Our Path to Happiness May be The Wrong One
Capitalism promises happiness and contentment through consumption, and most of us realize that the surge of happiness that flows through us when we acquire a new cell phone, for example, is very short-lived. More than one study has now concluded anyway that abstaining from excessive consumption makes us happier. But the problem with the pursuit of contentment goes even deeper and is more complex: for paradoxically, it is precisely the desire to be happier that can trigger a vicious circle of unhappiness.
For when we particularly value contentment and happiness, it creates a discrepancy between the state we desire (to be happy) and the current actual state (unhappy). By being unhappy and placing so much importance on being happy, we only become more unhappy – and the importance of unattainable happiness in our lives becomes even greater.
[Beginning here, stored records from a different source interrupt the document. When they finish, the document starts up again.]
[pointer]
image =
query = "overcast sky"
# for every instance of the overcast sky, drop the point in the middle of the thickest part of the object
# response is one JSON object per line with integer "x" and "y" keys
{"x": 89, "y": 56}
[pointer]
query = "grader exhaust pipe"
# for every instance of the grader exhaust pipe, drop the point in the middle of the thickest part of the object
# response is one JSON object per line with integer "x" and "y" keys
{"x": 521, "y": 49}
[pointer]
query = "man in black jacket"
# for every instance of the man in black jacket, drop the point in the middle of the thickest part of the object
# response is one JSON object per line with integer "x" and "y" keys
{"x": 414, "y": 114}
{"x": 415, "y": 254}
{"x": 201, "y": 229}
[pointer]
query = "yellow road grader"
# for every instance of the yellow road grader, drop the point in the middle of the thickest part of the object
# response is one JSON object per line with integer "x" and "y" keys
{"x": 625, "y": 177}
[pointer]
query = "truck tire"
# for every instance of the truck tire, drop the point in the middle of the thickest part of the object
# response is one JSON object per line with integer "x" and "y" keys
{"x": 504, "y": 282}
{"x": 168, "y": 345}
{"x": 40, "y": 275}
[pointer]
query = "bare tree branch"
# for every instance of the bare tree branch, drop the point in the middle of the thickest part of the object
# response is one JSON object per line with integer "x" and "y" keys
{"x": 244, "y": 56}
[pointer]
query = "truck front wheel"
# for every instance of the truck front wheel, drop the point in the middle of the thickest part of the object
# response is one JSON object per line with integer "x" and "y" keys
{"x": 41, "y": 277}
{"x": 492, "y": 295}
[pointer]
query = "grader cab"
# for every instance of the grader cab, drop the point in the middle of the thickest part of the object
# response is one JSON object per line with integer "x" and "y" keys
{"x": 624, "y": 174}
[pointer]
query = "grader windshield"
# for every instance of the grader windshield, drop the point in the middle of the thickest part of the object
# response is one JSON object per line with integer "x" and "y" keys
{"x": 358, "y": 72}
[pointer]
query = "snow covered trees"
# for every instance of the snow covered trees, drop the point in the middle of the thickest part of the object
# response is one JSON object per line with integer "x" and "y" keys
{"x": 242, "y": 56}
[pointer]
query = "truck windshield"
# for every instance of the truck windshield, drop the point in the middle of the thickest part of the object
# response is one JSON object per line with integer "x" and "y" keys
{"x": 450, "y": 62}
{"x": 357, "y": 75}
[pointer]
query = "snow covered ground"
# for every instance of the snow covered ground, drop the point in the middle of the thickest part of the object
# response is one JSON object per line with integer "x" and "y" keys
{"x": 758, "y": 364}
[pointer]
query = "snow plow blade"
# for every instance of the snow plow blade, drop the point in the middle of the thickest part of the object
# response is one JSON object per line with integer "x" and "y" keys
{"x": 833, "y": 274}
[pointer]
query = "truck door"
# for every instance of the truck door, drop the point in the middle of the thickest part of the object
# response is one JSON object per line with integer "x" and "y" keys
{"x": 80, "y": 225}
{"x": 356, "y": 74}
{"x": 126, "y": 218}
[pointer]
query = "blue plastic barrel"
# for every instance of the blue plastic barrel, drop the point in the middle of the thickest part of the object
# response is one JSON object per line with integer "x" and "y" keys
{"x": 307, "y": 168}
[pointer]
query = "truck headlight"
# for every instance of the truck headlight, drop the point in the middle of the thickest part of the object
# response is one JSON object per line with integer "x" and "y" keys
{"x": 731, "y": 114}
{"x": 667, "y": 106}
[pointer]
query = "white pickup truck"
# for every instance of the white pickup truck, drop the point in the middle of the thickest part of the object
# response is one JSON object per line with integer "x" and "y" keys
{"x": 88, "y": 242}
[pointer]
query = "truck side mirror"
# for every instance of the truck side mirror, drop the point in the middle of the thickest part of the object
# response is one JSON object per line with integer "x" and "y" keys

Promises of the “easy happiness” that advertising makes us believe make it even more unbearable for us: If happiness is just a click or purchase away, why am I not happy? What’s wrong with me?
Some Forms of Contentment Are Anything But Desirable
When we think of happy people, we probably mostly have in mind intrinsically stable, considerate, contented individuals who mean no harm to anyone, know no envy or ill will, because after all, they are happy and content. But there are different kinds of contentment. Pride can make you content. Pride built on nothing but discrimination and gradation of other people (groups). Also, ideas of happiness are always dependent on the culture and the prevailing social definition of contentment there. Means: What means happiness in Spain does not have to coincide with the definition of happiness in Japan and vice versa.
So maybe happiness is not necessarily a state we should strive for unquestioningly – because maybe we are striving for a definition that we know through our upbringing/culture, but which does not really correspond to our personal idea of a happy life. It turns out that “happiness” does not automatically mean something good for our lives. Sometimes there is “too much” of it, sometimes we freight ourselves into an unhealthy vicious circle of our feelings, sometimes we follow ideas of contentment that are not our own. In any case, it is worth listening to yourself and being clear about what you want and why.